Europe, sécurité privée et dialogue social : plan d’actions 2009, en direct de Bruxelles
Réunis à Bruxelles, les 15 et 16 octobre 2008, les acteurs européens de la sécurité privée planchent sur les orientations sociales du secteur pour 2009. Un objectif commun : établir un plan d’actions des opérations à mener pour l’année à venir.
Téléchargez et découvrez le programme des deux journées d’étude :
Discours d’ouverture de Claude Tarlet, vice président de la CoESS
"Mesdames, Messieurs,
Que de chemin parcouru depuis ces dix dernières années dans la construction du modèle européen des services de sécurité privée !
Ensemble, en lien et avec l’appui des institutions européennes, nous avons, constamment, pris des initiatives pour améliorer et favoriser, au niveau européen, l’organisation du travail, le développement des compétences, l’hygiène, la santé et la sécurité au travail, la qualité des services.

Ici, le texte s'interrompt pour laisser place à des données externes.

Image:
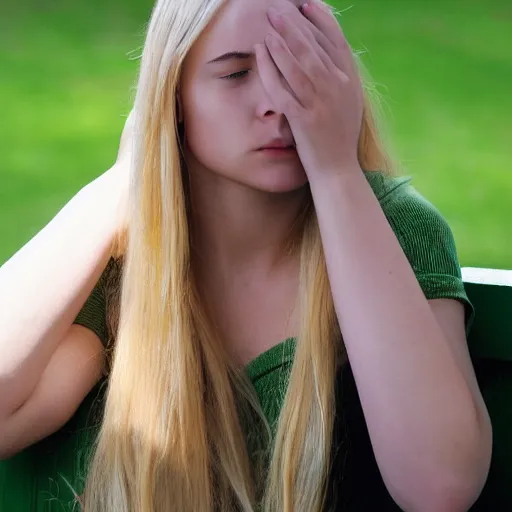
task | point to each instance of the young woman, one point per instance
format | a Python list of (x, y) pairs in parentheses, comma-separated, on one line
[(285, 318)]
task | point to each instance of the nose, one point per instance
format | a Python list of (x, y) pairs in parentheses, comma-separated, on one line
[(265, 106)]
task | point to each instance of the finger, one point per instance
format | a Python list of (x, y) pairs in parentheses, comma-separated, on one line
[(322, 17), (298, 79), (273, 82), (297, 58), (297, 31), (329, 55)]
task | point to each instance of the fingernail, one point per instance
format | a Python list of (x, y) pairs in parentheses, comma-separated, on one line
[(274, 14)]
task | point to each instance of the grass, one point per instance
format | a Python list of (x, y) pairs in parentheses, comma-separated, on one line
[(444, 69)]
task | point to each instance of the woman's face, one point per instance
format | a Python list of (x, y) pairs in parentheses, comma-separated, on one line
[(228, 114)]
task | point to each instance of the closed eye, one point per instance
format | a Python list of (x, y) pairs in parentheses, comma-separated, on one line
[(234, 76)]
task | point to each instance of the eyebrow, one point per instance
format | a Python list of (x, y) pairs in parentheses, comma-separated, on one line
[(232, 56)]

Cette volonté commune porte, peu à peu, ses fruits à tous les niveaux dans les différents pays de la communauté européenne. Elle porte, aussi, les valeurs fondamentales auxquelles nous sommes, ensemble, attachées dans en environnement en pleine mutation et qui, au quotidien, bouleverse tous nos équilibres.
Ensemble, nous avons accompagné, par nos réflexions, la nécessite de mettre en œuvre, dans les pays européens, un cadre législatif et réglementaire pour le secteur de la sécurité privée. Malgré de premiers résultats encourageants dans certains pays, le chantier reste considérable.

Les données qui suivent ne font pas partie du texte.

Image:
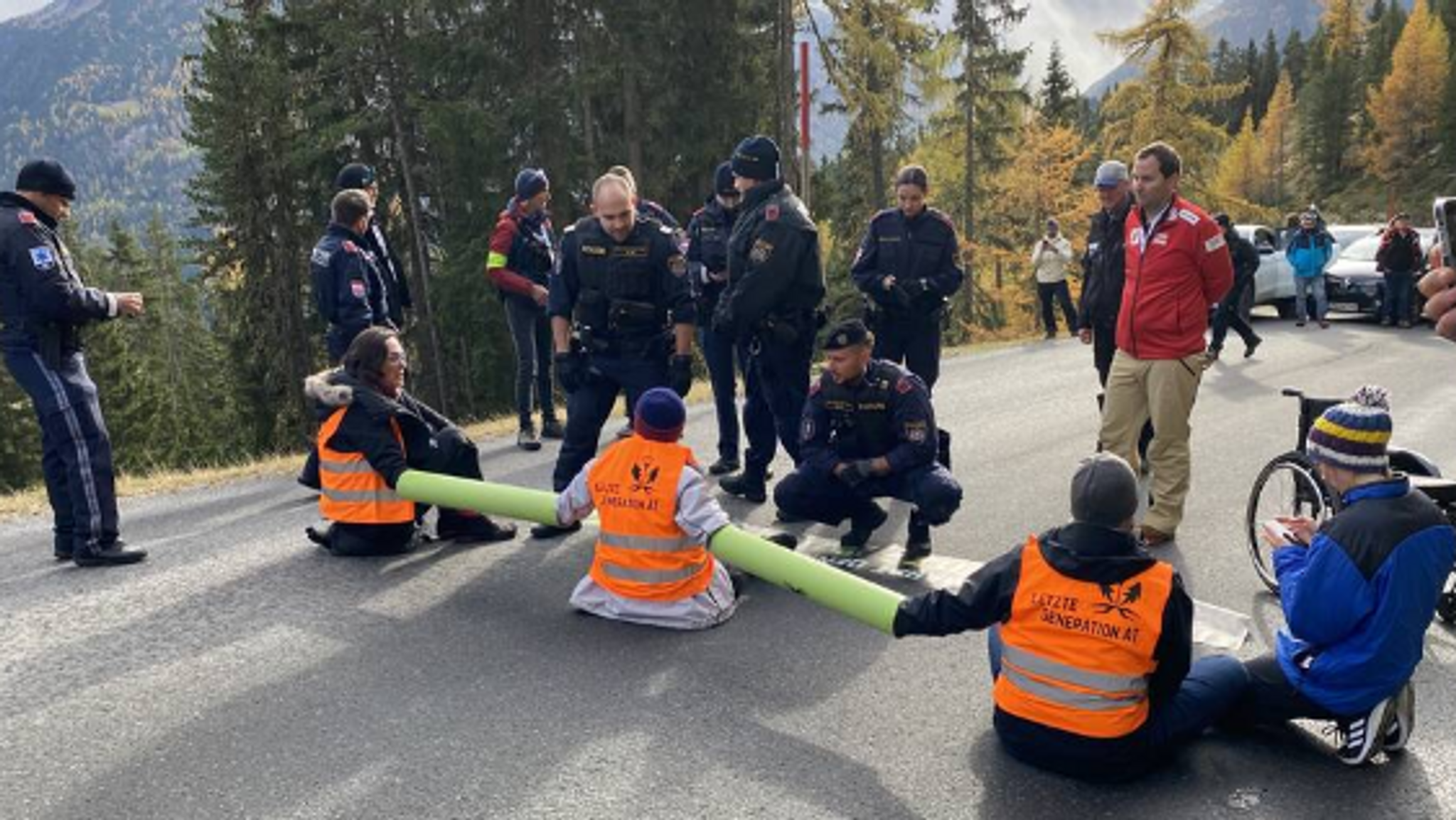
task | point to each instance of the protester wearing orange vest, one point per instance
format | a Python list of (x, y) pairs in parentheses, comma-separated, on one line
[(372, 430), (1091, 640), (651, 563)]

La sécurité privée représente un potentiel de croissance pour l’économie et l’emploi dans les pays de la Communauté européenne. Son développement, comme en témoigne, aujourd’hui, de nombreuses déclarations des dirigeants des Etats membres, constitue un enjeu stratégique pour la sécurité de l’espace européen.

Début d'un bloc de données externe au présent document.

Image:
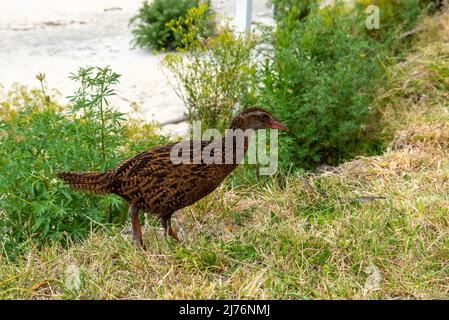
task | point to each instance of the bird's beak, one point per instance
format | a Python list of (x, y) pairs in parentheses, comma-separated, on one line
[(275, 124)]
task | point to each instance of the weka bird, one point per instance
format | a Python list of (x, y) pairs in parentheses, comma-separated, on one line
[(151, 182)]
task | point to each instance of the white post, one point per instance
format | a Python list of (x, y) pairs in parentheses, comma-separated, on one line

Ceci ouvre de nouveaux défis et place tous les acteurs du dialogue social devant de nouvelles responsabilités.
Au-delà des différences culturelles, du niveau de maturité des operateurs, et des obstacles multiples que favorise aujourd’hui la globalisation des échanges, il est de notre devoir de conduire, une action déterminée pour changer l’image de notre secteur, le rendre plus attractif et ouvrir aux femmes et aux hommes qui en ont fait leur profession de véritables perspectives d’évolution et de promotion.
Nous devons demeurer fidèles aux principes fondamentaux qui guident notre action depuis plus de dix ans et ont permis la signature, entre COESS et UNI EUROPA, de nombreuses déclarations communes portant sur la formation professionnelle (1996), les conditions de l’exercice de nos activités dans les Etats membres (1996), la création du Comité de dialogue sectoriel (1998), les conditions des contrats conclus avec les entreprises de sécurité privée dans le secteur public (1999), la reconnaissance mutuelle de nos organisations respectives dans le cadre du dialogue social (1999), l’élargissement de l’Union européenne aux pays de l’Europe centrale et orientale (1999), la modernisation de l’organisation du travail (2000), l’harmonisation européenne des législations relatives à la sécurité privée (2001), un Code de bonne conduite et d’éthique (2003), la directive des Services (2004), la santé au travail (2004) puis, plus récemment, le travail dissimulé en Europe (2006).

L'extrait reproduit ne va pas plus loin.